Students should research to see if foods they are allergic to are commonly used in their host culture, such as peanuts in Senegal and cooking with peanut oil in China. Know how to convey allergies to a faculty leader, on-site staff, cooks in restaurants, and anyone serving food in the local language. It is a good practice to have allergies written on a card in the local language that can be given to the person cooking. The Frommers website has good information on how best to communicate about allergies.

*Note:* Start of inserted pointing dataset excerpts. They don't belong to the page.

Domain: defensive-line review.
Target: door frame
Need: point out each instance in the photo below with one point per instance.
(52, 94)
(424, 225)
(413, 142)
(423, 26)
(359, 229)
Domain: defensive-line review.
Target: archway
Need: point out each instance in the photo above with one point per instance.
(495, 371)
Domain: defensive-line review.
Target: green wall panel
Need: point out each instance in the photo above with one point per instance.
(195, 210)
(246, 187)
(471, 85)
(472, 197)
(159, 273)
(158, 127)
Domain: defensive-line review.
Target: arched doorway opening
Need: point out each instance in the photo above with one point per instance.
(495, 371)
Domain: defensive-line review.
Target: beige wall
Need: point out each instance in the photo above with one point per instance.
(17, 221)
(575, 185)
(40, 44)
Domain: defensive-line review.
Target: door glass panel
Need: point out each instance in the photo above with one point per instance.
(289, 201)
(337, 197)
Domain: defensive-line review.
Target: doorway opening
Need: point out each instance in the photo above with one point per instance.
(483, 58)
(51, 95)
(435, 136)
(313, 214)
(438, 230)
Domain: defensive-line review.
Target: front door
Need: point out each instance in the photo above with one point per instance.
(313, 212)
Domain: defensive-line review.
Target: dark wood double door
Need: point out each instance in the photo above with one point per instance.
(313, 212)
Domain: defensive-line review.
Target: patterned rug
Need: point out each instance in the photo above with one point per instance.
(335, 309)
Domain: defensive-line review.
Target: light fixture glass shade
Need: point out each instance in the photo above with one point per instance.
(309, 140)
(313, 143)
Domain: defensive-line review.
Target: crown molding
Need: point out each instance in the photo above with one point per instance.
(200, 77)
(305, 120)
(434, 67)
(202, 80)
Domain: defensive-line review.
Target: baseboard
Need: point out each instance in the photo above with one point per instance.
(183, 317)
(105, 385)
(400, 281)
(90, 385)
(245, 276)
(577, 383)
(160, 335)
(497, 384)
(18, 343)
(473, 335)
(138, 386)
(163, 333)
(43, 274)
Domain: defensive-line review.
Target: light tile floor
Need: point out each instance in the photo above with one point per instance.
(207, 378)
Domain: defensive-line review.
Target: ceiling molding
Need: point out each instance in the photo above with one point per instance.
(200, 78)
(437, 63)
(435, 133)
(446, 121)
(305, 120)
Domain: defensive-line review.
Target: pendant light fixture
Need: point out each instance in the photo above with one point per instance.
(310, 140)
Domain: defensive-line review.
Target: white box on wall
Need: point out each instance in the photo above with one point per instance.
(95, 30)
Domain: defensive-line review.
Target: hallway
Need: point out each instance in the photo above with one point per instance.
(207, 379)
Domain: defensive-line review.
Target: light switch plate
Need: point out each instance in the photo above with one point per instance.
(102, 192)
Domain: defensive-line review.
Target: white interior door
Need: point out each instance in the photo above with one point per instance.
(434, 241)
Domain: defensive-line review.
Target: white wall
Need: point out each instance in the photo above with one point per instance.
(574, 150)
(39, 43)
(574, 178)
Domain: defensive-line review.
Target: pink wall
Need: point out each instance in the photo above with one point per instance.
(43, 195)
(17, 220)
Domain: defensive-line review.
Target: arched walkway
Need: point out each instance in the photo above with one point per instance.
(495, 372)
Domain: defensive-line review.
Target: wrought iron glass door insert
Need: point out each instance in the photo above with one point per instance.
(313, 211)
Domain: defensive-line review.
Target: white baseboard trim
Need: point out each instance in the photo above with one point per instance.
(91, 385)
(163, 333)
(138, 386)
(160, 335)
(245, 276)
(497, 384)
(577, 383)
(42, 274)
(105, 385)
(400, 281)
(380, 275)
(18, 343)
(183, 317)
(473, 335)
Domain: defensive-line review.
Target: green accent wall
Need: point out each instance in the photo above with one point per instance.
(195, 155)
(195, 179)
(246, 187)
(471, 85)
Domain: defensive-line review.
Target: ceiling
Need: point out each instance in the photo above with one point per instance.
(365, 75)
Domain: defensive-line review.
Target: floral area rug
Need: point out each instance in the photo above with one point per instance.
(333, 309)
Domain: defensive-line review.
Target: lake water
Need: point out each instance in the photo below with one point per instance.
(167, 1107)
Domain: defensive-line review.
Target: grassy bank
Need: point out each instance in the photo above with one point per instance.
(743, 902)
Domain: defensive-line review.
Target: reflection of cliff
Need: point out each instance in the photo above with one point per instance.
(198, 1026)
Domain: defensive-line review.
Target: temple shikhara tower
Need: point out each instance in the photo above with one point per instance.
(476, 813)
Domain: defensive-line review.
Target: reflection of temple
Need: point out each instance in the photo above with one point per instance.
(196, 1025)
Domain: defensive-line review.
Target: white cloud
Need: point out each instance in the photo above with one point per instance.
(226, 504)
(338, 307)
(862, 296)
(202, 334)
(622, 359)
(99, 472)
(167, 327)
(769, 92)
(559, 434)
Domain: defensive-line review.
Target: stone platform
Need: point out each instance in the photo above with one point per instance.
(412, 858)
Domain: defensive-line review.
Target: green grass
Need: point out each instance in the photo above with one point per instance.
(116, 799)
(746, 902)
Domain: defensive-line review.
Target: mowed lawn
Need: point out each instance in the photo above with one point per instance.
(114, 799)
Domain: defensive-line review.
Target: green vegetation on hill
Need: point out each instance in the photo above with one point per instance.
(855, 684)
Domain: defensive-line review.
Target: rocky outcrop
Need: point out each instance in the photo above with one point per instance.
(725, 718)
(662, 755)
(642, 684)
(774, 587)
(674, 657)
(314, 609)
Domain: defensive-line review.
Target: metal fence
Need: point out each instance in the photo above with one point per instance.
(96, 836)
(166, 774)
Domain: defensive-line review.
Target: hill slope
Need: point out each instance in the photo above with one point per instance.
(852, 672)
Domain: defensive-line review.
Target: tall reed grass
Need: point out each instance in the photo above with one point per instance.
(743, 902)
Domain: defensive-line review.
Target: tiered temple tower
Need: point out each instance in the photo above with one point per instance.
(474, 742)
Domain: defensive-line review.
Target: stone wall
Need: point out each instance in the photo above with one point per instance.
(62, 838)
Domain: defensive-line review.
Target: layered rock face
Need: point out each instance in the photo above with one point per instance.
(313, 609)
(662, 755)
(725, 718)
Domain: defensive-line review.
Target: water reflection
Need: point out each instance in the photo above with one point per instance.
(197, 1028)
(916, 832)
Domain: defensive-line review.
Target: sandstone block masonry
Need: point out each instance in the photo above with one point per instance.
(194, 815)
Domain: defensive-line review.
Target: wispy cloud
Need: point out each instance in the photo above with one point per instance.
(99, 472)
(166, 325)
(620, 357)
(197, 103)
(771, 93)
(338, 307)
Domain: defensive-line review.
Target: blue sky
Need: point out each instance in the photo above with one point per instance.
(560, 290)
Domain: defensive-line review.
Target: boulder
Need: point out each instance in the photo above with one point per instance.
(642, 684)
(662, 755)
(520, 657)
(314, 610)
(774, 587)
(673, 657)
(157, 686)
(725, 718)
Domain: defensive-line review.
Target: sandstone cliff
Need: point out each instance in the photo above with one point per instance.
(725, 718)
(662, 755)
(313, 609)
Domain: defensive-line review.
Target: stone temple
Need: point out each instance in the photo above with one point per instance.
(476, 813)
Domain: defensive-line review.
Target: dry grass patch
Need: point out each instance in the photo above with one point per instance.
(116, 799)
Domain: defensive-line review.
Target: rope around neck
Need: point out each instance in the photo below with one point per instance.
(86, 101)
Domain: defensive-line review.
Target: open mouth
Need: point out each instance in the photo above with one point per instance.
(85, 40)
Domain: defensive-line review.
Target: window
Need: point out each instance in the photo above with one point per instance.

Students with celiac disease or gluten intolerance should research how gluten-free friendly their destination is. Students carrying an EpiPen or insulin should inform on-site staff.
Food, water, and restaurant cleanliness
- Avoid raw and undercooked meat and seafood.
- Avoid raw vegetables in markets. This food is exposed to the elements, which includes dust, bugs, and people sneezing. Raw vegetables may have been grown with chemical pesticides and cleaned in contaminated water. Food that is boiled or fried is less likely to have germs. If you purchase vegetables, take them home to wash with boiled, clean water rather than eating them unwashed at the market.
- Avoid pre-cut fruit or fruit without a rind. Peel the fruit and wash raw vegetables in non-contaminated water. It’s not always clear what pesticides other countries use on their agricultural products.
- Avoid ice or water from a tap. Ice is often made from tap water, so it’s best avoided.
- When buying bottled water, make sure the seal has not been broken. Alternatively, boil your own water, cool the water down, and carry it along when going out. Or drink water that has been boiled, such as tea.
In general, avoid eating foods or drinking beverages purchased from street vendors and other establishments where unhygienic conditions could be present. Students should be extra careful if they are only going to be in a location for a short-term program, since their stomach will not have time to adjust.
Students compelled to eat at street vendors should ask their knowledgeable friends and on-site staff for advice first.
Become a veteran of eating street food with people who know which are the best stalls. Go where the locals go. If there’s a long line, it’s less likely that many diners get sick there. The food is probably better anyway.